Because this is the second face that I was talking about before. When you are talking to an important character or living a story (more in the first than in the second), the illustrations that accompany the narrative are beautiful. They have that air of having been made by hand, drawn and colored to perfectly convey the type of character or story that this is going to be, in short, this is the section that really shines artistically speaking.
Postscript: Characters do not open their mouths when speaking.

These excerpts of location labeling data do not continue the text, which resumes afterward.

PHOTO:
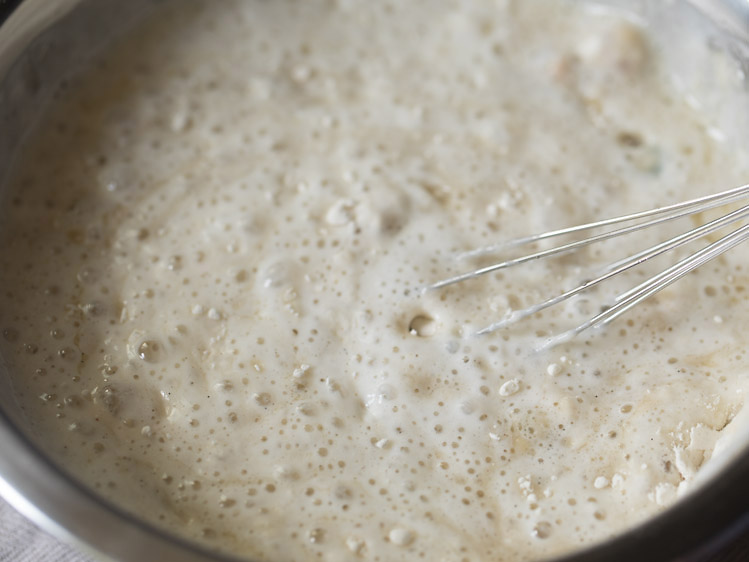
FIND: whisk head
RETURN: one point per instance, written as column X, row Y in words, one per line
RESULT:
column 639, row 221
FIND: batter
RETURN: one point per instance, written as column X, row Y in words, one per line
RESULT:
column 212, row 253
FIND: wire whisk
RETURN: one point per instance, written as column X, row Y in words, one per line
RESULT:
column 628, row 299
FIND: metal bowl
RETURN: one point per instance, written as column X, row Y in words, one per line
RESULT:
column 42, row 40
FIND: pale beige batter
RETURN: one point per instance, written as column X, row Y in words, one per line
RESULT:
column 212, row 254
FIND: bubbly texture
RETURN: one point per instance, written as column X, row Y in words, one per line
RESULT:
column 213, row 249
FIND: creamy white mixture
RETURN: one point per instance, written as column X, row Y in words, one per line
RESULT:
column 212, row 251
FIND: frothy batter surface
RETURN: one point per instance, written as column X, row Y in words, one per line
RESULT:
column 211, row 256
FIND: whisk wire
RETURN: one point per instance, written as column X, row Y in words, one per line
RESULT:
column 628, row 299
column 702, row 203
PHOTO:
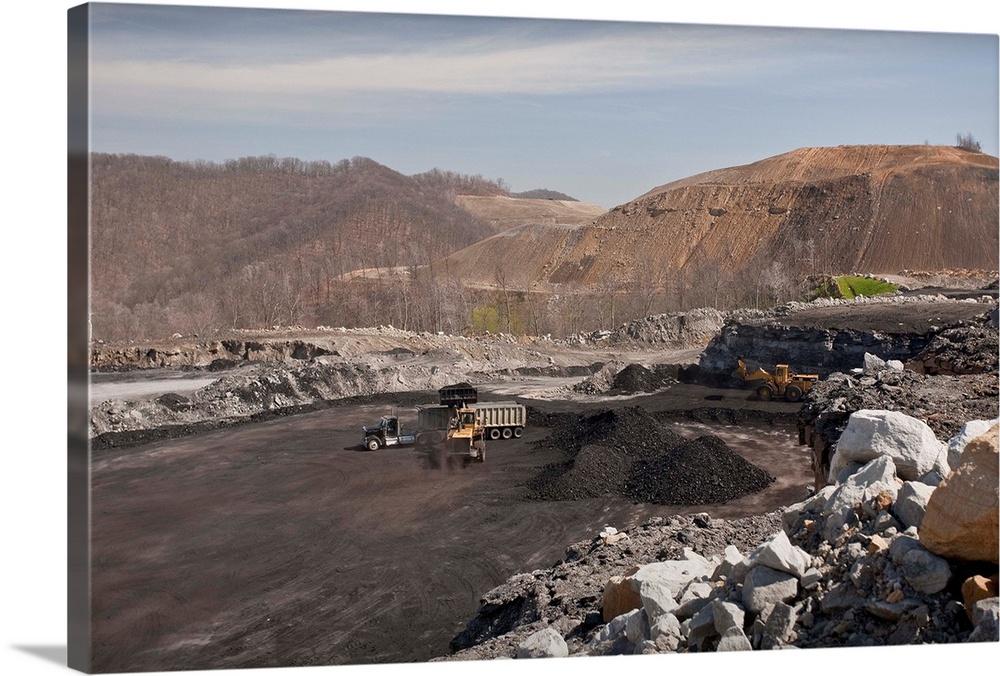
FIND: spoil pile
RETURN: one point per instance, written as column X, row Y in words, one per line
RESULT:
column 628, row 453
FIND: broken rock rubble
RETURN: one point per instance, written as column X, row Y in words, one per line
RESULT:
column 849, row 567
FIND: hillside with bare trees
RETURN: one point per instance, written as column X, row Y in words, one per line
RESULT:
column 202, row 247
column 728, row 236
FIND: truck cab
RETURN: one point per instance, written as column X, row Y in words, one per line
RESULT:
column 389, row 432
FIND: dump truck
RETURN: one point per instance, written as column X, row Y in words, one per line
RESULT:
column 499, row 419
column 389, row 432
column 784, row 382
column 466, row 436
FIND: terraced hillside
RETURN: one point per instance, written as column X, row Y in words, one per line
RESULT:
column 878, row 209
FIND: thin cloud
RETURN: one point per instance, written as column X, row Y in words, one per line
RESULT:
column 471, row 67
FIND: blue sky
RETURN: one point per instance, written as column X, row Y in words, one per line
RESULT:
column 601, row 110
column 34, row 274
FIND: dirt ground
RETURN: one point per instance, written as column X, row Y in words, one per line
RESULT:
column 283, row 543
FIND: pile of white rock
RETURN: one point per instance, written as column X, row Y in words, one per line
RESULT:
column 899, row 549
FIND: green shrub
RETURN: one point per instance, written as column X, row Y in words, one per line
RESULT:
column 852, row 286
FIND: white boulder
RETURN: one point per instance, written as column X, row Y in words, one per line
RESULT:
column 910, row 443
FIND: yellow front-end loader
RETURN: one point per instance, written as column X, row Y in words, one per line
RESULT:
column 783, row 383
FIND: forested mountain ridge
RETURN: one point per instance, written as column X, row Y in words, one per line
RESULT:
column 199, row 246
column 761, row 228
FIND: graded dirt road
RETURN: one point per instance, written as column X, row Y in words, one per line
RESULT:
column 282, row 543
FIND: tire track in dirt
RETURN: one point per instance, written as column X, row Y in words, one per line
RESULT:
column 276, row 544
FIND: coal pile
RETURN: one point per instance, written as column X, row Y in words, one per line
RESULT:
column 695, row 472
column 637, row 378
column 628, row 453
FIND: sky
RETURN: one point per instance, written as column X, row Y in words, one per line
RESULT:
column 602, row 110
column 34, row 178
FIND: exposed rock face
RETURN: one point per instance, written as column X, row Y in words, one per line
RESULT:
column 950, row 336
column 944, row 403
column 961, row 521
column 845, row 208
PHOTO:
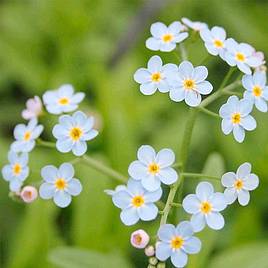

A soundtrack and performances to remember
The soundtrack of a game is one of the most important sections for me, and I am very happy to say that that of The Water Tastes Like Wine is incredible.
As I mentioned in the gameplay section, trips can be somewhat monotonous, and, although, as I have already said, there are options for accelerated and thus make them more enjoyable, the soundtrack is what you enjoy. On many occasions I was involved in an internal debate in which I could not decide whether to walk slowly listening to the music in the background, or if, on the contrary, it was more important to go faster, sacrificing part of the musical delight on the way, Whistled melodies are superimposed on the background songs, and although they are quite good, they do not reach their level.
Leaving aside the more strictly musical section, it is important to highlight the excellent work that has been done in folding all the stories that happen to you. The narrator is always the same in these, but it has never weighed me down, quite the contrary, since the production values in this section are quite high, and the man has a perfect voice for the role he plays. On the other side we have the main characters that you talk to at the bonfires and move the story forward. These are also dubbed, although this time each one has a different voice, which, fortunately, adapts perfectly to the type of person he is, and we see it reflected so well through his designs and stories.
Before closing this brief section, two notes:
- The situations in which you hear stories that have happened to you but changed are not narrated, so there is only text.
- The game is only translated and dubbed into English, so it is necessary to have a medium level to understand it.
Duration
Finishing the game would take us a few 17 hours on average but magic, in my opinion it's in the first 2 hours, since after this it is just doing the same thing again, going from one side to the other collecting stories and meeting characters, something that, again, sounds good on paper, but something else is still missing.
conclusion
The time has come to put an end to this analysis, the time to give you a general summary of what I have found. Where the Water Tastes Like Wine I think it's a very good game, an almost excellent one. It is this type of game that helps us appreciate beauty in something that surprises us.
Where the Water Tastes Like Wine is now available in digital format, through the Nintendo Switch eShop, at a price of € 19.99. You must have a free space on your console or microSD card of 1510.00 MB to download it.